Quando questionado sobre referências de baterista, Ralinho nem pensa. Me saca Buddy Rich, Art Blakey, Edson Machado e Milton Banana. Esses dois últimos, brasileiros, são considerados “bateristas de cabeceira” pelo bauruense. “Acho que todo baterista tem que estudá-los”, justifica. 

Trabalhos de Ralinho

Bateria se toca com mãos, ombro, pé e vontade

Quem vê Ralinho tocar, fica admirado. Admirado pelo som ao ponto de, muitas vezes, nem perceber que o baterista não tem a perna esquerda. “Muita gente se assusta, às vezes me vê tocando e nem percebe. Aí na hora que eu saio que a pessoa vê e fala: ‘Caramba! Tocando desse jeito!’ ou muitas vezes eu chego para tocar ou passar o som e o pessoal pergunta: ‘Quem é o baterista?’. Perguntaram para mim. Sou eu! [risos]”, conta. 

O bauruense nasceu com displasia que afetou o desenvolvimento da perna esquerda. Fez inúmeras cirurgias corretivas. Mas, com oito anos, amputou a perna até um pouco acima do joelho. Para aprender a tocar o instrumento, ainda na infância, adaptou a prótese com o pedal do chimbal (conjunto de dois pratos à esquerda na bateria). 

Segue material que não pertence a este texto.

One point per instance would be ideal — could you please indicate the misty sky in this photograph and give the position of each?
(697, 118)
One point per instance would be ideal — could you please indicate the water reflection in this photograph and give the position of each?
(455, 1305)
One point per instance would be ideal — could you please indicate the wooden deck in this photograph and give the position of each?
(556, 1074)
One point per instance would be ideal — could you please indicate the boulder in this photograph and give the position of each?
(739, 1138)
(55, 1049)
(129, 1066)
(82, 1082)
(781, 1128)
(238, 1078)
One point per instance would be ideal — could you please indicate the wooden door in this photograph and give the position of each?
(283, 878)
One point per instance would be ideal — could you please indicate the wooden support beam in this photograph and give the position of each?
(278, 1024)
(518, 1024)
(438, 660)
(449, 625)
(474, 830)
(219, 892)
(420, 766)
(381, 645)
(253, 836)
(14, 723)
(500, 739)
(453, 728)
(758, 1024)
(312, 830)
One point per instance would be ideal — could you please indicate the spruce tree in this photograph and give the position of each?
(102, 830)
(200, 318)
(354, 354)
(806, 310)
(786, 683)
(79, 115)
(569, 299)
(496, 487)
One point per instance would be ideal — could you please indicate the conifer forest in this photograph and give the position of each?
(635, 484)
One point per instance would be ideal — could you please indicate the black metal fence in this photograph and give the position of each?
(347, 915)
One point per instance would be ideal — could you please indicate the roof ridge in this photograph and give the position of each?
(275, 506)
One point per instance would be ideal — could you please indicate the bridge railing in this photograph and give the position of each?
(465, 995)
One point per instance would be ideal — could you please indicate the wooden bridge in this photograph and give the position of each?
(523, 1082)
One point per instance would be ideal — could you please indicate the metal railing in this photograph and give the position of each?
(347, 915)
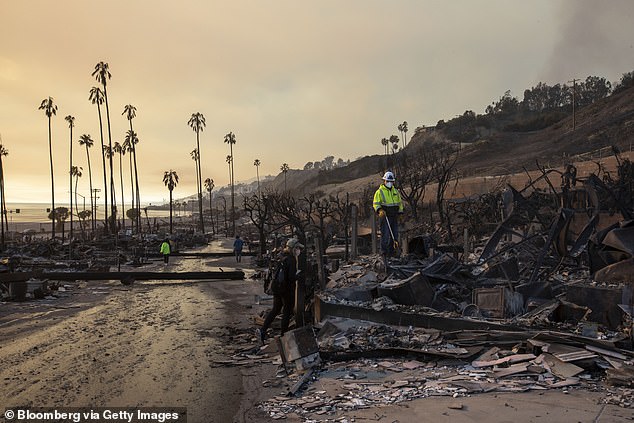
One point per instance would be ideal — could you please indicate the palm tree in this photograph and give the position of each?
(71, 124)
(256, 163)
(97, 97)
(50, 110)
(3, 204)
(86, 141)
(403, 128)
(384, 143)
(195, 155)
(394, 140)
(130, 112)
(209, 186)
(170, 179)
(197, 123)
(75, 172)
(132, 140)
(109, 153)
(127, 145)
(230, 139)
(102, 75)
(284, 170)
(118, 148)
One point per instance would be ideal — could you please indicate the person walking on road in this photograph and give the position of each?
(389, 206)
(284, 291)
(166, 250)
(237, 248)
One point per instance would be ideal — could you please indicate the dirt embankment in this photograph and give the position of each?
(150, 344)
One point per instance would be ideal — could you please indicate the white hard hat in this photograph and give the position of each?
(389, 176)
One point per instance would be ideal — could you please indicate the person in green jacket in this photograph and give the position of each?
(388, 205)
(166, 250)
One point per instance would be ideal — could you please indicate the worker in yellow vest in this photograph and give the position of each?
(388, 205)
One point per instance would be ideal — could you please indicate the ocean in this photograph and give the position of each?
(38, 212)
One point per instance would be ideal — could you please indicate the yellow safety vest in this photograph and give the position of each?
(387, 198)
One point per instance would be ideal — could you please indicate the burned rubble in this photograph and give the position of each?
(543, 302)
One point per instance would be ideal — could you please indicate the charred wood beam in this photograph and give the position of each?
(324, 309)
(597, 183)
(122, 276)
(562, 222)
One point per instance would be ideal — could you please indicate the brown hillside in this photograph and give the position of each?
(597, 127)
(607, 122)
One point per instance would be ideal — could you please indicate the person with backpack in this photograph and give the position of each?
(237, 248)
(166, 250)
(283, 287)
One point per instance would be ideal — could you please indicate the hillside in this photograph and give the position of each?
(607, 122)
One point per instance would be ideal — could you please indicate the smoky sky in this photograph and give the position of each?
(295, 80)
(593, 39)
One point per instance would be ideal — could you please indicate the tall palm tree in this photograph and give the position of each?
(394, 140)
(109, 154)
(76, 172)
(256, 163)
(86, 141)
(118, 148)
(130, 137)
(230, 139)
(97, 97)
(3, 204)
(71, 124)
(130, 112)
(197, 123)
(384, 143)
(284, 170)
(403, 128)
(50, 110)
(209, 186)
(170, 179)
(102, 75)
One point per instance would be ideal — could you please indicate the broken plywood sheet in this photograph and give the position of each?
(559, 368)
(511, 359)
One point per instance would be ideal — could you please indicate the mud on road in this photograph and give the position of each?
(109, 345)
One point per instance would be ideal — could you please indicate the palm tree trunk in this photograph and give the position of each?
(200, 185)
(233, 218)
(197, 184)
(92, 209)
(70, 172)
(122, 195)
(257, 173)
(133, 220)
(136, 180)
(211, 215)
(138, 195)
(105, 180)
(50, 154)
(81, 222)
(3, 208)
(113, 207)
(170, 211)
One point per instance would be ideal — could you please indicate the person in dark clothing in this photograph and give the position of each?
(237, 248)
(284, 296)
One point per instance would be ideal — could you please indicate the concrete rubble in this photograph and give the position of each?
(544, 302)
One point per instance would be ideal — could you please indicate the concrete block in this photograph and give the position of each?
(411, 291)
(298, 343)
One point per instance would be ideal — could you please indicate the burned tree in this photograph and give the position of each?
(414, 172)
(442, 160)
(259, 211)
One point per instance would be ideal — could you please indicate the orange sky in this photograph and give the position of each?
(295, 80)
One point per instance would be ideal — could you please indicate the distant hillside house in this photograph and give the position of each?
(424, 129)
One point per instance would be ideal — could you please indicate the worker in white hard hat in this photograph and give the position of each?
(388, 205)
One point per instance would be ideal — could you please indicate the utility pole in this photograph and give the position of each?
(574, 95)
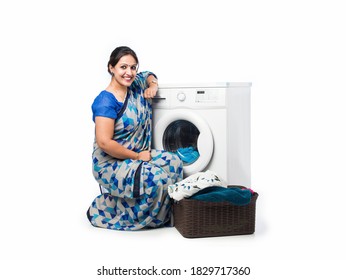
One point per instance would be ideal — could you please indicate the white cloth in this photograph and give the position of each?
(193, 184)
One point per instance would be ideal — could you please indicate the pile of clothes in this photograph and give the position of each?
(207, 186)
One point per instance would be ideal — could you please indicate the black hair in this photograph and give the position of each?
(118, 53)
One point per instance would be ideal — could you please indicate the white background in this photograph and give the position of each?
(53, 63)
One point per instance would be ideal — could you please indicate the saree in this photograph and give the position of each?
(136, 194)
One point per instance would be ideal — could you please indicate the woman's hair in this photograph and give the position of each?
(118, 53)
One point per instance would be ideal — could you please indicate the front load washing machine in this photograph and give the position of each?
(208, 126)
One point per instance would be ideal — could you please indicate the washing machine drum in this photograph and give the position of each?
(187, 135)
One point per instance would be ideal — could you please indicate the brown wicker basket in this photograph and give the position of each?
(194, 218)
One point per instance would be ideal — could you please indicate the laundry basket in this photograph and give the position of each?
(194, 218)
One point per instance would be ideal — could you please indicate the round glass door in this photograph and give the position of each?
(181, 137)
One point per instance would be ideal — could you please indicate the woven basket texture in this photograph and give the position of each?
(194, 218)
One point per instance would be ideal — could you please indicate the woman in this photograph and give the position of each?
(135, 177)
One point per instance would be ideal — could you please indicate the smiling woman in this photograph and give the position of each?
(135, 177)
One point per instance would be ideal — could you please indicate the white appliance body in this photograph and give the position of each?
(214, 119)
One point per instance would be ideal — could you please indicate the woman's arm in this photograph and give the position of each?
(104, 129)
(151, 91)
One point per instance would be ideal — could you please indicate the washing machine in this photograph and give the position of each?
(208, 125)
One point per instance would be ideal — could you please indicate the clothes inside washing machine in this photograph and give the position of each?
(181, 137)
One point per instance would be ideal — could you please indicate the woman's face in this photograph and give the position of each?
(125, 70)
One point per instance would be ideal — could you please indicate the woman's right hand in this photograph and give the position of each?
(144, 156)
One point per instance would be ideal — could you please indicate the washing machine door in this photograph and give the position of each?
(186, 134)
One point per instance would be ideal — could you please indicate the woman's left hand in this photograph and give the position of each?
(151, 91)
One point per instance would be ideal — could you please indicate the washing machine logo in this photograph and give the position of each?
(181, 137)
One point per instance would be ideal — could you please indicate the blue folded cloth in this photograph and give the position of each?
(233, 195)
(188, 154)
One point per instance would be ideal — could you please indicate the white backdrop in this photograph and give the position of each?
(53, 63)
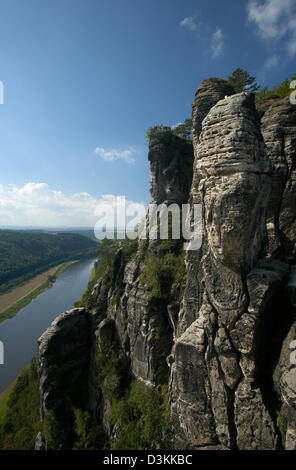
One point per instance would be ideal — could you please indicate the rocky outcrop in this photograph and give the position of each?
(171, 166)
(224, 342)
(279, 131)
(227, 399)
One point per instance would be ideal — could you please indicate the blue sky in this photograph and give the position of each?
(84, 79)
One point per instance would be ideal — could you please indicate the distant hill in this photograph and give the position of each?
(25, 253)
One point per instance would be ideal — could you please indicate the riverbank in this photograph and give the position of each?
(12, 302)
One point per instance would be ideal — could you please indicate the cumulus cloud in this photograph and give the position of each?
(189, 23)
(217, 42)
(275, 19)
(36, 204)
(127, 154)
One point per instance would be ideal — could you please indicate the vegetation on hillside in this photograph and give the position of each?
(24, 254)
(282, 90)
(141, 413)
(20, 421)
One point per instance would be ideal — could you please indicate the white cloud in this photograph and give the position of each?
(127, 154)
(275, 19)
(217, 42)
(189, 22)
(37, 204)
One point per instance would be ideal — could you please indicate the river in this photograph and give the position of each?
(19, 334)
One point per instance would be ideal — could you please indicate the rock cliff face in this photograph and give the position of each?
(223, 342)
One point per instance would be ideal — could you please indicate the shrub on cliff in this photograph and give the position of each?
(282, 90)
(241, 80)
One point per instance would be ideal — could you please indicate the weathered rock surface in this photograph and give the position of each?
(233, 173)
(279, 131)
(225, 348)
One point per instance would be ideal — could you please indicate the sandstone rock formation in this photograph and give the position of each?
(223, 344)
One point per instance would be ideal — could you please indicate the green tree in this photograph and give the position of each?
(241, 80)
(282, 90)
(184, 130)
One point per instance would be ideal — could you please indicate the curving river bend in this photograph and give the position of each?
(20, 333)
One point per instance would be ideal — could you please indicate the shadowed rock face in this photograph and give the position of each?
(279, 132)
(171, 167)
(234, 187)
(228, 341)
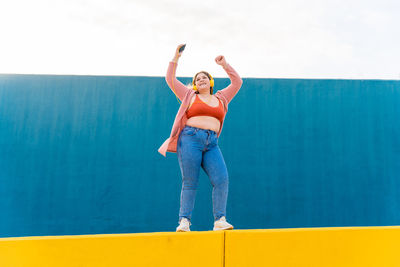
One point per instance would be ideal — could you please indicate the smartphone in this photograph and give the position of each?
(182, 48)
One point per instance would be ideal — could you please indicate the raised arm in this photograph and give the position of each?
(236, 82)
(176, 86)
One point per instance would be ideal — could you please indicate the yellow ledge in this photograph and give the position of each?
(339, 246)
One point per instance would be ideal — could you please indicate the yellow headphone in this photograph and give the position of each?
(210, 77)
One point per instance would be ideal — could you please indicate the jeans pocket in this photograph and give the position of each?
(189, 131)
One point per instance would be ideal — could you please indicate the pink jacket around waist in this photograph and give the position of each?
(185, 95)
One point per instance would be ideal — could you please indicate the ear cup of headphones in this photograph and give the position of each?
(212, 82)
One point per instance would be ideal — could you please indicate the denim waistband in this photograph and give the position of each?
(201, 129)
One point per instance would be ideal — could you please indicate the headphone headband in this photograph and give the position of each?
(208, 75)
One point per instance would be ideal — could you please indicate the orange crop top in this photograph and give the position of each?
(199, 108)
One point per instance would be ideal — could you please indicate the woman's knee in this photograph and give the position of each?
(220, 181)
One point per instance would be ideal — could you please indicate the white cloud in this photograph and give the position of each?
(291, 39)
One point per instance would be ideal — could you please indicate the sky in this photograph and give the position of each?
(340, 39)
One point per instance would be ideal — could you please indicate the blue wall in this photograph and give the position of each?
(78, 155)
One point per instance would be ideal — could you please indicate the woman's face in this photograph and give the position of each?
(202, 83)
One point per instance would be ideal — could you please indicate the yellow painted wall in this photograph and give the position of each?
(319, 247)
(322, 247)
(152, 249)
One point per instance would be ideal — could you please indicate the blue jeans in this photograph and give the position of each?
(199, 147)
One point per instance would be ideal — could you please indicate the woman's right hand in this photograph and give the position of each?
(177, 53)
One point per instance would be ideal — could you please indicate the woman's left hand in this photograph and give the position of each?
(220, 60)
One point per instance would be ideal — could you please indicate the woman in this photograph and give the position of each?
(194, 137)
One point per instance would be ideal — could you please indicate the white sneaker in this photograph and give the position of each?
(183, 226)
(221, 224)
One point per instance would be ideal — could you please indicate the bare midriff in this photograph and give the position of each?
(205, 122)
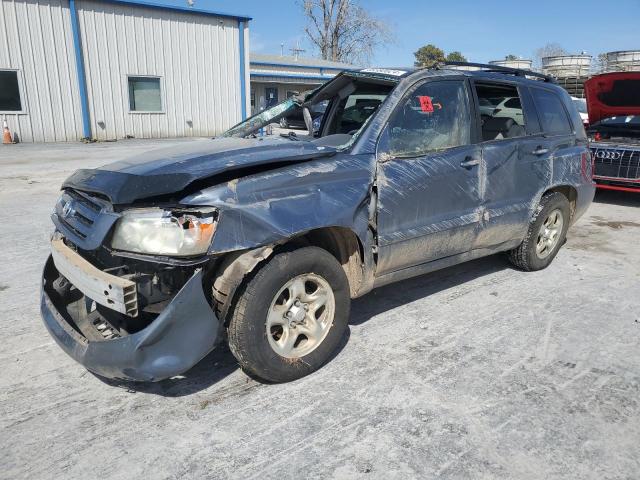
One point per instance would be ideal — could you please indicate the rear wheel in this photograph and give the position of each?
(291, 316)
(546, 234)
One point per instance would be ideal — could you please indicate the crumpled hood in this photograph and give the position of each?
(169, 170)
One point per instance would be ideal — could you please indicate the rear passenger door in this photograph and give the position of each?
(515, 164)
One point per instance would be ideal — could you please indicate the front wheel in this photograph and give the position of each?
(545, 235)
(291, 316)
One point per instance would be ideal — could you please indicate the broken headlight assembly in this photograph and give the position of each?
(155, 231)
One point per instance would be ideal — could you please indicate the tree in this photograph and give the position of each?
(549, 50)
(343, 31)
(601, 64)
(429, 56)
(456, 57)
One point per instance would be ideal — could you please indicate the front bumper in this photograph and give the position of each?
(179, 337)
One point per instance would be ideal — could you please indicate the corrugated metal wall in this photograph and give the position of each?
(196, 57)
(36, 40)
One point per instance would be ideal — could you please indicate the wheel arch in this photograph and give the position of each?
(571, 194)
(236, 267)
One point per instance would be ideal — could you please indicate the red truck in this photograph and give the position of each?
(613, 102)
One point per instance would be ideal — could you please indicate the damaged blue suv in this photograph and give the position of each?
(263, 242)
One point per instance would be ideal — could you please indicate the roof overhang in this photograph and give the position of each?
(177, 8)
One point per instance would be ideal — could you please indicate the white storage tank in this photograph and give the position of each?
(623, 61)
(564, 66)
(521, 63)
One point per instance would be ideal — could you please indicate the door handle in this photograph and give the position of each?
(540, 151)
(469, 162)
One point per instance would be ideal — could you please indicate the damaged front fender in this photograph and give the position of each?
(273, 206)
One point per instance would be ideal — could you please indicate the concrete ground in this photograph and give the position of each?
(476, 371)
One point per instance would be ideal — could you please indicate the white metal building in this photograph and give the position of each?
(110, 69)
(275, 77)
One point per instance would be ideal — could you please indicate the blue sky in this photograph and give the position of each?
(481, 30)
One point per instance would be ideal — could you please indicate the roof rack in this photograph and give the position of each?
(499, 69)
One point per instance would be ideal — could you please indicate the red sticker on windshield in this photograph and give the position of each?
(425, 103)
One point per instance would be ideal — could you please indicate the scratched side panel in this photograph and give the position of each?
(427, 208)
(269, 207)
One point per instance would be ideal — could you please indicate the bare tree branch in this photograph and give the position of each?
(343, 31)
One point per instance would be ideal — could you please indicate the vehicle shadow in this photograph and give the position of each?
(220, 363)
(613, 197)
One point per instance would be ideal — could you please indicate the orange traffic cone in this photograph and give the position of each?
(6, 134)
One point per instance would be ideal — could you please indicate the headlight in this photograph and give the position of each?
(162, 232)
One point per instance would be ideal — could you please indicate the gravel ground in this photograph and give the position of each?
(476, 371)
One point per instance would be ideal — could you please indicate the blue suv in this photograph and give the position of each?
(262, 242)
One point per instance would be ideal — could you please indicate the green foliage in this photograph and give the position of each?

Adaptação que Ralinho utiliza para tocar bateria

Porém, em 1992, o músico teve tumor no coto e passou por re-amputação. A ação impossibilitou o uso de prótese e, como consequência, teve que parar de tocar bateria. De acordo com ele, essa foi uma das maiores dificuldades que já passou na vida.

“Fiquei um ano sem tocar para me restabelecer e pensando que eu ia fazer da vida. F****. Não dava para fazer nada e eu precisava de um emprego. Até que um dia, peguei a muleta e apertei o pedal do chimbal com ela e senti que dava para fazer alguma coisa. Então, peguei aquela adaptação, tirei a base que eu tinha feito para o coto e subi até o ombro. Ela encaixa no meu ombro e no pedal do chimbal. Com a adaptação, o que me restava era estudar coordenação. É a mesma coisa de você tocar com o pé, só que tu vai ter que estudar com o ombro. Deu certo. Foi a minha salvação”, informa. 

Ralinho toca o chimbal com o ombro esquerdo. Com a mão, segura as baquetas numa “tradicional grip”. Assim segue durante seus mais de 40 anos de carreira e pretende ficar até não conseguir mais tocar. “Foi que aconteceu! 40 anos de música é muita coisa e pretendo tocar até poder. Se alguém tem LER [Lesão do Esforço Repetitivo], se aposenta. O músico não. Ele tem LER, está com a mão toda estropiada e vai lá, não quer se aposentar. Então, eu acho que é o meu caso, vou estar todo estropiado, mas vou tocar até o fim da vida. Música não tem aposentadoria. Tenho 55 e ainda tenho um bom caldo pra tomar”, finaliza. E que bom. A gente agradece, Ralinho!